Во многих статьях, заметках, письмах прослеживается живой интерес к событиям в культурной жизни сибирских городов. В «Восточном обозрении», редактором которого был Н.М. Ядринцев, постоянно помещались сведения об открытии публичной библиотеки, музея, народного театра, литературных и музыкальных вечерах в том или ином городе. Г.Н. Потанин подчеркивал активную научную и просветительскую деятельность городских отделений Географического общества, положительно оценивал создание Обществ попечения о начальном образовании в Томске, Барнауле. Ни одно сколько-нибудь значительное культурное событие не оставалось незамеченным. Но с сожалением в частной переписке и Потанин, и Ядринцев отмечают, что «:все же не такое оживление, какого надо было бы» [11], все это — «чудеса личной энергии. Вся страна живет тем, что то там, то здесь завелся хороший человек» [12].

В обширной малонаселенной, бедной интеллигенцией Сибири созидательная энергия каждой образованной личности, независимо от социального происхождения, приобретала особое значение, не случайно в «Городах Сибири» Потанин привел много фактов благотворительной деятельности иркутских купцов, называя фамилии, суммы, пожертвованные на открытие школ, училищ, музеев, стипендии для студентов и курсисток. Сибиряковы, Трапезниковы, Баснины — представители замечательной буржуазии, за которыми было будущее Сибири. Но Потанин далек от идеализации сибирского купечества в целом и резко замечает, что в отличие от Иркутска «томская филантропия имеет мещанский грошовый характер». Столь разное отношение сибирских купцов к нуждам просвещения и благотворительности автор объясняет характером их торговли: иркутское, кяхтинское купечество, торговавшее мехами, золотом, чаем, совершало регулярные поездки в западную часть России, на них более сказывалось цивилизующее столичное влияние, тогда как западносибирские купцы ездили большей частью на Ирбитскую ярмарку, получая го-

 

раздо меньшую прибыль, чем их собратья в Восточной Сибири. Г.Н. Потанин с яркой выразительностью показал, как материальные факторы, в данном случае характер торговых операций, определяли отличительные социально-психологические черты: «Иркутянин негоциант, томич прасол; он ходит в фартуке. Негоциант ищет удовольствий в чтении книг, в беседе с учеными, в путешествии с просветительной целью; выскочка из просолов находит их только в удовольствии своих животных потребностей; первый видит удовольствие в употреблении своих денежных средств на просветительное предприятие; выскочка из прасолов — в сжигании сторублевых бумажек на свечке» [13].

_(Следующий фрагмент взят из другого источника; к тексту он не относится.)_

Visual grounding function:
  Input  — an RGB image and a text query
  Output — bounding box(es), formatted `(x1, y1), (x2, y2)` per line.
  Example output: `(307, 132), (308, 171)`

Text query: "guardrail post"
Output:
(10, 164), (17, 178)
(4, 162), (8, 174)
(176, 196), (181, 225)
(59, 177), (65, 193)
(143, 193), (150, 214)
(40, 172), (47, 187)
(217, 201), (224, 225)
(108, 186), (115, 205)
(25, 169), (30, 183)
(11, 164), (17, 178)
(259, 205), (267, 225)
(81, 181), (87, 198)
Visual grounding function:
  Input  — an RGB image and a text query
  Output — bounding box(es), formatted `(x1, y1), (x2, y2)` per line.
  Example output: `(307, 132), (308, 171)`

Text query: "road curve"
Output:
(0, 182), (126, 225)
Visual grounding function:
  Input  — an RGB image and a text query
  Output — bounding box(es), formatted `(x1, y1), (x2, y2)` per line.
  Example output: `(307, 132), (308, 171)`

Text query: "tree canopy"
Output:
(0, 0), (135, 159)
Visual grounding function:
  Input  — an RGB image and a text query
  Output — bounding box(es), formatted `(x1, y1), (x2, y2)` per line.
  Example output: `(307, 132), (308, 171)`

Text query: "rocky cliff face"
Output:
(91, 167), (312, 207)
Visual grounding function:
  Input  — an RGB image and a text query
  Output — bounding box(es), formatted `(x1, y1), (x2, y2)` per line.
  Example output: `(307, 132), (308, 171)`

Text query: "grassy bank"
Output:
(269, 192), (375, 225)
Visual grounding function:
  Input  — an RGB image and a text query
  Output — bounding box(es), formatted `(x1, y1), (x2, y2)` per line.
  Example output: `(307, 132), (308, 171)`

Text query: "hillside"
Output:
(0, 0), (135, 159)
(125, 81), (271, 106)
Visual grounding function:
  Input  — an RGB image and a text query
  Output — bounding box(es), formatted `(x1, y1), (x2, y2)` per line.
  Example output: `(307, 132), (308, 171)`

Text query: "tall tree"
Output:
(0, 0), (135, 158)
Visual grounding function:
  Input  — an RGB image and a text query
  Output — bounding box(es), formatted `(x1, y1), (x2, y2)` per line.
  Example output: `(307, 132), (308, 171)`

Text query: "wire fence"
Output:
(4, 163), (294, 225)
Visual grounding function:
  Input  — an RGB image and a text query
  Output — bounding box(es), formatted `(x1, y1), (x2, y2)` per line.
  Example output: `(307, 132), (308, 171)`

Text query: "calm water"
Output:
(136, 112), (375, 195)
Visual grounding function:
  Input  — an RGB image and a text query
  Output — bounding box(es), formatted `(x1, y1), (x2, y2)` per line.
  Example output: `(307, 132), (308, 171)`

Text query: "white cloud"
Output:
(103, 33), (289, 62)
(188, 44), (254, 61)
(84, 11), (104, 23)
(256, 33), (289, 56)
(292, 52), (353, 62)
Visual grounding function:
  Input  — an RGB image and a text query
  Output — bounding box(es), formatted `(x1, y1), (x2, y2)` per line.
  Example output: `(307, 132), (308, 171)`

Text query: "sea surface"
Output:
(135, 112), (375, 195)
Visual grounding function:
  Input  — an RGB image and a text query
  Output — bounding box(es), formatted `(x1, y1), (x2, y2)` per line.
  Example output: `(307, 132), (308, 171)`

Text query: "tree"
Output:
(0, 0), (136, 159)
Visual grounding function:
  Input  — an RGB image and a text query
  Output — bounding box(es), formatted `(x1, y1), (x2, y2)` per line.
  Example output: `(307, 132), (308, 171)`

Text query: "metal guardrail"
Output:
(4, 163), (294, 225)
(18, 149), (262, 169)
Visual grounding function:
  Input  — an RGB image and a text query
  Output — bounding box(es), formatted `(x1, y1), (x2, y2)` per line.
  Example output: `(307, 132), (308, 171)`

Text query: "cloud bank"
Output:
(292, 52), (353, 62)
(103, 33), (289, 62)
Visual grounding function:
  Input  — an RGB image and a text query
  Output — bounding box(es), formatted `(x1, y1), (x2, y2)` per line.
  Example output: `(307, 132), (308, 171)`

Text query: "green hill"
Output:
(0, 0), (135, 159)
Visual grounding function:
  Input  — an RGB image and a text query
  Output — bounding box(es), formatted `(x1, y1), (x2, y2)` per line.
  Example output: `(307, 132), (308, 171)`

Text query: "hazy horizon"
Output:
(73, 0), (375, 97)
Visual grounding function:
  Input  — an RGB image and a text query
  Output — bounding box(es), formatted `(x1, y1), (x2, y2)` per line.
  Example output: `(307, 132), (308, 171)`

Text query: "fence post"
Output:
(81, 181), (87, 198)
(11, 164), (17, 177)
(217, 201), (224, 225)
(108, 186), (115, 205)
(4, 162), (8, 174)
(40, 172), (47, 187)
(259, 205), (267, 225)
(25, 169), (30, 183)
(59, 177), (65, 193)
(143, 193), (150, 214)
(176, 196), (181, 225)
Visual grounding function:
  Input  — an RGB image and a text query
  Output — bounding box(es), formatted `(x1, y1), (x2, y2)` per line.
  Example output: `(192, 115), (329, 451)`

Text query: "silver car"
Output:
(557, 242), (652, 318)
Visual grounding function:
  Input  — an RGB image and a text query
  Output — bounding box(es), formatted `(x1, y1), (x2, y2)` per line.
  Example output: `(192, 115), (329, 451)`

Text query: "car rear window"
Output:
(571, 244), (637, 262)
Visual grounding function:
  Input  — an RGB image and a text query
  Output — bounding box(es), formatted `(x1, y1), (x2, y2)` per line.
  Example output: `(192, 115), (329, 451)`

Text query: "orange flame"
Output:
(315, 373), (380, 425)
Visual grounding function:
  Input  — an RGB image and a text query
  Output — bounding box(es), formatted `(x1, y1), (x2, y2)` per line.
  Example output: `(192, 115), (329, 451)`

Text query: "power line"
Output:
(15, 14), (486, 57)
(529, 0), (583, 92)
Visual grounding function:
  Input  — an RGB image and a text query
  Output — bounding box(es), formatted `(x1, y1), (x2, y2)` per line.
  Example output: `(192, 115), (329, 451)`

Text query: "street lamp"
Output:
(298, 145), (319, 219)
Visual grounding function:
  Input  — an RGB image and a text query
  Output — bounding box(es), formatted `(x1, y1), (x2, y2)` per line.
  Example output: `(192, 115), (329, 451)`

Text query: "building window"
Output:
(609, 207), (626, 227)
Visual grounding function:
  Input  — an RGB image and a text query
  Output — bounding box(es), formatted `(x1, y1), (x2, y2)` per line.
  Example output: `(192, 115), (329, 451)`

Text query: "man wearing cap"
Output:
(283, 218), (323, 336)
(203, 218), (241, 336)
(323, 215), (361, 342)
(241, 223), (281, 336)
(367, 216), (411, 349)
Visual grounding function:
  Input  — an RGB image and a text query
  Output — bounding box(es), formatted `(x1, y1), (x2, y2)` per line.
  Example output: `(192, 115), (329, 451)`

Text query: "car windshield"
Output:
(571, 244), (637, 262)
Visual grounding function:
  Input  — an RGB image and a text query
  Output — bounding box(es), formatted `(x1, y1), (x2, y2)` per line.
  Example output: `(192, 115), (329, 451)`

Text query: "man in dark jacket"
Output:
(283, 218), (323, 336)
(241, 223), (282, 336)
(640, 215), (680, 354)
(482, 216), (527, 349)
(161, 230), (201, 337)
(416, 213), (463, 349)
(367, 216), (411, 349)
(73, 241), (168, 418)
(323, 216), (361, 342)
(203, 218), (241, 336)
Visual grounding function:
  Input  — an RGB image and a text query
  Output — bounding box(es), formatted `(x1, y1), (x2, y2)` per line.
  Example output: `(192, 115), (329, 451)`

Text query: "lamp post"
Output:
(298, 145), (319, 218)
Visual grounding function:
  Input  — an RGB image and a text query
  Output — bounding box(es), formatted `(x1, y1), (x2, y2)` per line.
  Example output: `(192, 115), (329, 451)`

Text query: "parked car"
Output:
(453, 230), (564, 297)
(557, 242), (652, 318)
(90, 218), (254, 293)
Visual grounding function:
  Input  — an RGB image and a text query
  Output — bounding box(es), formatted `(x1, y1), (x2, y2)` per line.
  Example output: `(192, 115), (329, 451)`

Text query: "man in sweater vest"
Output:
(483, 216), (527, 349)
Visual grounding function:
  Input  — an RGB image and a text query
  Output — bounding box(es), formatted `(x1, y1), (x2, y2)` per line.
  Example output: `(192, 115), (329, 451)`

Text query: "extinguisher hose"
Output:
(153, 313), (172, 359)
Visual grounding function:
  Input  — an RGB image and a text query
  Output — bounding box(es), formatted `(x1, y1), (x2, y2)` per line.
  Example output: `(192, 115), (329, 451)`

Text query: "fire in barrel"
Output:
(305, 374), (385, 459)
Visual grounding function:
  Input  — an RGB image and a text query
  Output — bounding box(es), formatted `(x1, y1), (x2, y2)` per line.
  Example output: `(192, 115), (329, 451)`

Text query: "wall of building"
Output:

Заметки, статьи, принадлежащие перу идеологов областничества, содержат краткие, но красочные описания внешнего облика сибирских городов, подчеркивающие те или иные способы организации городского пространства, ландшафта, численность и занятия населения, зарисовки различных социальных типов. Но наибольший интерес, на наш взгляд, представляют суждения, передающие саму суть образа жизни того или иного сибирского города, формирующегося под воздействием хозяйственных, политических, культурных факторов на протяжении длительного времени и выраженного в материальных и духовных ценностях его жителей, обычаях и традициях, или, выражаясь современным языком, городской ментальности. Логическим продолжением мысли о самобытности Сибири неизбежна должна была стать мысль о самобытности сибиряков, о самобытных чертах их жизни. «Сибиряк более спиритуалист, чем сенсуалист, в сибирской жизни нет сентиментальности, она груба и утилитарна.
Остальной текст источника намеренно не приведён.